Read "An Uncomfortable Character: Stepin Fetchit’s Dead-End Role," by Scott Eyman, a review of
Stepin Fetchit: The Life & Times of Lincoln Perry, by Mel Watkins, free from the New York Observer. Born in Key West, Florida, to West Indian immigrants, Perry began entertaining in his teens as a comic character actor. His stage name was a contraction of "step and fetch it," suggesting a servile character. He played comic relief roles in a number of films, all based on his character known as "The Laziest Man in the World." Despite this, Perry was an actor in the truest sense of the word; "Stepin Fetchit," no matter what the names of the roles he played on screen, was himself a Perry character. In fact, Perry was highly literate and had a concurrent career writing for the Chicago Defender, one of the nation's best-respected black newspapers.
If the Fetchit persona derives, too, from a common manipulation technique used by blacks to mitigate their status by pretending to be unintelligent and fulfilling the low expectations of whites, Perry himself was not afraid to use it off screen. Auditioning for a role in a remake of In Old Kentucky, Perry stayed in character before and after the audition, often feigning low intelligence or skipping or mumbling lines he did not like.
Perry starred in Hearts in Dixie (1929), one of the first all-talkie, big-studio productions to boast a predominately African-American cast. For his role as Joe in the 1929 part-talkie film version of Show Boat, Perry's singing voice was supplied by Jules Bledsoe, who had originated the role in the stage musical. Curiously enough, however, Fetchit did not "sing" Ol' Man River, but instead a new song used in the film, The Lonesome Road. Bledsoe was actually seen singing Ol' Man River in the sound prologue shown preceding the film.

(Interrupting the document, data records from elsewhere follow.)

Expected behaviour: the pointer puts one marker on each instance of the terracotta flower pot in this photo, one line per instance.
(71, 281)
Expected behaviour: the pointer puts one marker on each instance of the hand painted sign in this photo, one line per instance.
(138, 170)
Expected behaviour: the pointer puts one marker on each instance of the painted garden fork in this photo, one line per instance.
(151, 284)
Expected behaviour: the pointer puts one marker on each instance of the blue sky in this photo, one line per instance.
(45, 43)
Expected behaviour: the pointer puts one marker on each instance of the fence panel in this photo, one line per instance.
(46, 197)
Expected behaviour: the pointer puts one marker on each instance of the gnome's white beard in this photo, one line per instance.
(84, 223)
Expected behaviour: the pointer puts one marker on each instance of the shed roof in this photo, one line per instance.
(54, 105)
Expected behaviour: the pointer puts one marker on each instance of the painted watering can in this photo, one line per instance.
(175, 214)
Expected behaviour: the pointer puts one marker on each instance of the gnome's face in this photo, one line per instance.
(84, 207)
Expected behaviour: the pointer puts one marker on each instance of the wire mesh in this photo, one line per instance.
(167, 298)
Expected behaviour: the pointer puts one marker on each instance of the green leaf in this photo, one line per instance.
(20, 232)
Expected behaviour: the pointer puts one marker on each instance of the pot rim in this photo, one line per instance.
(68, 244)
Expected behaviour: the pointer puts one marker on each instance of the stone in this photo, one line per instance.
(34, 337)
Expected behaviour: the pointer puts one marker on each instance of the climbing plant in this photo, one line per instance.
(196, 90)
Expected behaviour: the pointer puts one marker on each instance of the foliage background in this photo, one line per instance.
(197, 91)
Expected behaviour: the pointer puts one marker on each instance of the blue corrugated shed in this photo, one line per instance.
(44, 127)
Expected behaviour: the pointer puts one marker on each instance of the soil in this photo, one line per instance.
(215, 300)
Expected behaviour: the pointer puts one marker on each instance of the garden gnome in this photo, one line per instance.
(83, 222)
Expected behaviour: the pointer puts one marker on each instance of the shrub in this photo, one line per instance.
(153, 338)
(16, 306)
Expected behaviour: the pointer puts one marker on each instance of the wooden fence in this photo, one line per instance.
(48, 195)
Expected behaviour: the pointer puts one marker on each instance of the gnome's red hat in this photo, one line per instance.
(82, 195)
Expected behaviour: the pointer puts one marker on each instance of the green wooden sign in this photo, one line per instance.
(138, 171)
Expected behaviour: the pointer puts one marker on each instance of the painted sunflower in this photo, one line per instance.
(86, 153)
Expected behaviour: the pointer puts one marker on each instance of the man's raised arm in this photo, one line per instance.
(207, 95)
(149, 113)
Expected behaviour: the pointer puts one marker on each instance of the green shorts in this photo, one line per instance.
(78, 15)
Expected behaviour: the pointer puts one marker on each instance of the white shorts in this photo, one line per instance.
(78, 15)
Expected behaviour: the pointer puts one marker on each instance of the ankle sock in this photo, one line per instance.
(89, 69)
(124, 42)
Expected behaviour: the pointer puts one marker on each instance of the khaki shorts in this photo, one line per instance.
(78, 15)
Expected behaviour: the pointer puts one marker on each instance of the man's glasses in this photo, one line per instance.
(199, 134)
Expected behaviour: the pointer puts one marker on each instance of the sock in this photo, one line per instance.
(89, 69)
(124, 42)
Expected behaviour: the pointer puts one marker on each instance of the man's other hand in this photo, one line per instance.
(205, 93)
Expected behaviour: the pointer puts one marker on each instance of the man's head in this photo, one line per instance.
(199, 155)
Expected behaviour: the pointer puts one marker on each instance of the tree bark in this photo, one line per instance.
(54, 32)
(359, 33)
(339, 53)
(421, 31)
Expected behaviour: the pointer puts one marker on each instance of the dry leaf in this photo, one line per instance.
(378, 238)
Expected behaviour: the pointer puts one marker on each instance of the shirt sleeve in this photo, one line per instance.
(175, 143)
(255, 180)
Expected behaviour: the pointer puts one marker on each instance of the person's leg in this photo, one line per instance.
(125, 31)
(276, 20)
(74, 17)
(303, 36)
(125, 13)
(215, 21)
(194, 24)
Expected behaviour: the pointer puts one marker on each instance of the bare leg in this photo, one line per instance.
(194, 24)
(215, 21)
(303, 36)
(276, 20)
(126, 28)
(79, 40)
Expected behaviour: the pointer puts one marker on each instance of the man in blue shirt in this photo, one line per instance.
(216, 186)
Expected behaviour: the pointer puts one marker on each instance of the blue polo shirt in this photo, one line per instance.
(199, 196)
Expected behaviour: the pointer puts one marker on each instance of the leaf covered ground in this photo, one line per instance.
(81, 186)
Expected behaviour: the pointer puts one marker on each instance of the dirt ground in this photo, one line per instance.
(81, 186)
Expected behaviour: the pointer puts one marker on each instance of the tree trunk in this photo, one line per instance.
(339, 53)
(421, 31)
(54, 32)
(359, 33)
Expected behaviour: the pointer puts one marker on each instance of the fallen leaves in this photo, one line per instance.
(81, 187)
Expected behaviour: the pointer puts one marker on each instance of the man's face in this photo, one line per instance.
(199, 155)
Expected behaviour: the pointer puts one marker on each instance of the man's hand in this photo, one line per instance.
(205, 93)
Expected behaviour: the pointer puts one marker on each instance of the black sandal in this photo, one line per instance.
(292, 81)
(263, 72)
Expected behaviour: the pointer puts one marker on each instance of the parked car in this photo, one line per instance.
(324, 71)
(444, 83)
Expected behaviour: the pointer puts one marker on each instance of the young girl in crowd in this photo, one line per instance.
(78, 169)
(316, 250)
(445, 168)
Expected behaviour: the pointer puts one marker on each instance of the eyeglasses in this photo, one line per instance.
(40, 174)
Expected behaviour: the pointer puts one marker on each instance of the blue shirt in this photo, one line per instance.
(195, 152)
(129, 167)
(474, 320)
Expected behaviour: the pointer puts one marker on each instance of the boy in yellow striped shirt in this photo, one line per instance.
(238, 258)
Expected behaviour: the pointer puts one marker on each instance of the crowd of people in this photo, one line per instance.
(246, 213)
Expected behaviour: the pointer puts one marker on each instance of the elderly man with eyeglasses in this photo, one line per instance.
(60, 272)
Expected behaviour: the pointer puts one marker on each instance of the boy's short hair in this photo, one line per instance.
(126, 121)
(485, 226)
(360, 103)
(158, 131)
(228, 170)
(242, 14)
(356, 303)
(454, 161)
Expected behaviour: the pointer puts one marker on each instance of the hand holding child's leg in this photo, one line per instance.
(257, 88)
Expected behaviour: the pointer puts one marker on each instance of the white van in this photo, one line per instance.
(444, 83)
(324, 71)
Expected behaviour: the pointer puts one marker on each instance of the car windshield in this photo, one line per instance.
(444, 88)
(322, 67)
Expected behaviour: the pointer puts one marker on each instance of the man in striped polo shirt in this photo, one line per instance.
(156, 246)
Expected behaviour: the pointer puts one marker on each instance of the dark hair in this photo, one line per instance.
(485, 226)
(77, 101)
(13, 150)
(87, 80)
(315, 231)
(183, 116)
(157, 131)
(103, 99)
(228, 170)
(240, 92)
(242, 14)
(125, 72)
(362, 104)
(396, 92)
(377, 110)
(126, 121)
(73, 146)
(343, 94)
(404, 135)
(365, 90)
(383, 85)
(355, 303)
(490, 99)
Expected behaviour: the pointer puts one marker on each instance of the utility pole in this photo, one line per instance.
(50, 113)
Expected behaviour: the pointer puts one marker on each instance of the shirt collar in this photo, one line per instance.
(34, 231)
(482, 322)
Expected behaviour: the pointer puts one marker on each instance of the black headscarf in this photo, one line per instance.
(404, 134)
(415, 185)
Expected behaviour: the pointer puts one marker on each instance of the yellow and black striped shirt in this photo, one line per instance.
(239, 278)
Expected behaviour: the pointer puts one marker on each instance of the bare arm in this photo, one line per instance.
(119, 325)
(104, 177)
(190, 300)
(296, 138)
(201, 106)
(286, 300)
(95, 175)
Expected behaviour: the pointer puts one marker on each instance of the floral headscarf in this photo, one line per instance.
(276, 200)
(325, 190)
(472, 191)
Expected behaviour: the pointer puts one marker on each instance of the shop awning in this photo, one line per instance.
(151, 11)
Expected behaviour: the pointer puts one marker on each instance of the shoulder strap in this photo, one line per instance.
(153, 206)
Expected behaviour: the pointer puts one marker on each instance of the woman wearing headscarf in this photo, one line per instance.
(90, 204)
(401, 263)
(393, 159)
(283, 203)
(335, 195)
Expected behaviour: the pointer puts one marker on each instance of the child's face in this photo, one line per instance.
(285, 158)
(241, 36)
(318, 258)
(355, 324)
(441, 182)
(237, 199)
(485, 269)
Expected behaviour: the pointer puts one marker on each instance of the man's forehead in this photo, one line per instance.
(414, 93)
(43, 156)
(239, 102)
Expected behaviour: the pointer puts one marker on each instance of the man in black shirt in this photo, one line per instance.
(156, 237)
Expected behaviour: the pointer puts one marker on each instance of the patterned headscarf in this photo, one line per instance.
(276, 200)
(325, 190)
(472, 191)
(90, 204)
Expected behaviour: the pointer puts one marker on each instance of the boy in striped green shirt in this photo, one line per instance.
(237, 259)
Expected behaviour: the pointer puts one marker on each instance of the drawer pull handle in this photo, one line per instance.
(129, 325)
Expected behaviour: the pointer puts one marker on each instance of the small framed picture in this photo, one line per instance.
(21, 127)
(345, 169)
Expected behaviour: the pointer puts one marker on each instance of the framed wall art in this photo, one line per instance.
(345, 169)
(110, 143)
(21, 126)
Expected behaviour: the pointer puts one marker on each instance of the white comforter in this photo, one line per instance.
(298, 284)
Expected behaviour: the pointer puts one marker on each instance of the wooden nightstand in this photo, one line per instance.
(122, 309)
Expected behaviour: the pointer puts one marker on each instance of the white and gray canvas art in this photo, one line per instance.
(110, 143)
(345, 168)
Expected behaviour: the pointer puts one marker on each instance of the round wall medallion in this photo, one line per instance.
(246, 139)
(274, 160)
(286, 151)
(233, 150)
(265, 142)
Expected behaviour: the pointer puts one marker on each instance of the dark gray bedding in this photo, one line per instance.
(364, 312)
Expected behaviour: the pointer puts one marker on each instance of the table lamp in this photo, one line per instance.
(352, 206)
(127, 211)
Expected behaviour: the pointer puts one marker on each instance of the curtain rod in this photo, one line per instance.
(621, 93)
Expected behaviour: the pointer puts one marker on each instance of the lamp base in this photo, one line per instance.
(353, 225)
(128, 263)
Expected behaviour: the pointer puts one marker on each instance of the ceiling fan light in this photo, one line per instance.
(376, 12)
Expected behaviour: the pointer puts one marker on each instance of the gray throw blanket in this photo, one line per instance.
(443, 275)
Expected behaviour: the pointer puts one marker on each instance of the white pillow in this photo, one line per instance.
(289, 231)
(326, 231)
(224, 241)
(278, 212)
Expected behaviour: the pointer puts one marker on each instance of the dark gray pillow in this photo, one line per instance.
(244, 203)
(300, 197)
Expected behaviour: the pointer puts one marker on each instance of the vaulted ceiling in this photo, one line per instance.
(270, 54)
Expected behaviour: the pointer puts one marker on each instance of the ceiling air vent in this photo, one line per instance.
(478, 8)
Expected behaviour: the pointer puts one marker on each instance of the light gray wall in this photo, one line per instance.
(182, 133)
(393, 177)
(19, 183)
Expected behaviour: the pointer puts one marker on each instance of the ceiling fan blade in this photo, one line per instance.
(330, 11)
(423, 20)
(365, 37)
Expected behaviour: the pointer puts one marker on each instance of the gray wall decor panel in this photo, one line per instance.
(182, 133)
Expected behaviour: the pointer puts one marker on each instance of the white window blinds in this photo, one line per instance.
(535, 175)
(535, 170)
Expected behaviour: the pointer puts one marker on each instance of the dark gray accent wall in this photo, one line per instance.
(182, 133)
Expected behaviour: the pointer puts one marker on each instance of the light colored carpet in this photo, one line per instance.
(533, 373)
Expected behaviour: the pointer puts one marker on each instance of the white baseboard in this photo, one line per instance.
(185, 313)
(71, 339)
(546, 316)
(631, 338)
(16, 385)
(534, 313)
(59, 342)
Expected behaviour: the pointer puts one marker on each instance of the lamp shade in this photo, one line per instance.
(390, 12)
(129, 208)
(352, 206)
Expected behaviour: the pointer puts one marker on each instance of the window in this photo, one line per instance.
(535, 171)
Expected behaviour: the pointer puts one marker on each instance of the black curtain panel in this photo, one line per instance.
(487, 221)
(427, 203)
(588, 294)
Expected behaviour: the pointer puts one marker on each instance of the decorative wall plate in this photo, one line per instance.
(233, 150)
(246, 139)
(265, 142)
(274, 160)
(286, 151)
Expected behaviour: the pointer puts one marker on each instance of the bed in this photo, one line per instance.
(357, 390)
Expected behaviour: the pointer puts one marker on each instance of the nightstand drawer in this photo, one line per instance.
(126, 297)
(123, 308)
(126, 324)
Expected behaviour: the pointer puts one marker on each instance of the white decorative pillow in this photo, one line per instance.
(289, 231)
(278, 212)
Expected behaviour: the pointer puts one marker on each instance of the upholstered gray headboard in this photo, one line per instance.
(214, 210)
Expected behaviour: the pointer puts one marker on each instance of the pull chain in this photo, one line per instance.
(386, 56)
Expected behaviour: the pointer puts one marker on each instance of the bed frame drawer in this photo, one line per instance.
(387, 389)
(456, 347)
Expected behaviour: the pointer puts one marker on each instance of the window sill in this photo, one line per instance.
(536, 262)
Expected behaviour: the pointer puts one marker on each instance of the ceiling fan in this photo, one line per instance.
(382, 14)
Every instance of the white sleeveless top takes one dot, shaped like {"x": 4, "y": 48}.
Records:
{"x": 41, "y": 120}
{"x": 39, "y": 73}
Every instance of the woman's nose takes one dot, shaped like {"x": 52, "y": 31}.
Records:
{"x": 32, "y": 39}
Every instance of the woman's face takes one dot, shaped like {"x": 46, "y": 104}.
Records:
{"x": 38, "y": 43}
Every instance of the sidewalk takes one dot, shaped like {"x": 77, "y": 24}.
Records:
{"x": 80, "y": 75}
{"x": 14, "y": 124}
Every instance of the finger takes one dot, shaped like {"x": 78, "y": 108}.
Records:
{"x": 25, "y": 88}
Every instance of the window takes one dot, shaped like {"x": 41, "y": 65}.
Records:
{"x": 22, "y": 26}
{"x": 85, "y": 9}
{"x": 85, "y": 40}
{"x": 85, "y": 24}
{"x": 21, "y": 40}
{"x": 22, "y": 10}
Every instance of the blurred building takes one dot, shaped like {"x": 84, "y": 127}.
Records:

Perry did not invent the stereotype to which his stage name became synonymous, but Stepin Fetchit's image was used to popularize it. Many black characters in the movies were based on Stepin Fetchit, including Stymie in the classic Our Gang comedies, though like Perry (a fact often forgotten about him), Stymie had his ways of outwitting his assumed superiors. (As it happens, Perry repaid the reference: he guest-starred in an Our Gang short, A Tough Winter, intended as the pilot film for a Fetchit short subject series producer Hal Roach had planned but which never materialized.)
In due course, the Stepin Fetchit image came to be seen as degrading enough that Perry's films rarely get a screening now. Nor have they seen widespread video release. On the rare occasions the films are shown, most of his segments are deleted. But film historians across racial lines have come to see that Perry was in fact a gifted comic. He was also the first black actor to become a millionaire. Unfortunately, Perry was a far better actor than he was a manager of his own money, and he was forced to declare bankruptcy in 1947.
Perry converted to Islam in the 1960s and became a friend of heavyweight boxing champion Muhammad Ali, with both men claiming Perry taught Ali a particular punch. But Perry also found himself in conflict during his career with civil rights leaders who criticized him personally for the film roles he portrayed. However, Perry had something of the last laugh: in 1976, the Hollywood chapter of the NAACP awarded him a Special NAACP Image Award, acknowledging that, whatever the stereotype his famous alter ego had inspired, his had been a trailblazing career without which many black film careers might have been more difficult to make. Two years after that, Perry was inducted into the Black Filmmakers Hall of Fame.
He appeared in 54 films between 1925 and 1976, and has a star on the Hollywood Walk of Fame in the category "Motion pictures". A stroke in 1976 ended Perry's acting career, and he died November 19, 1985 from pneumonia.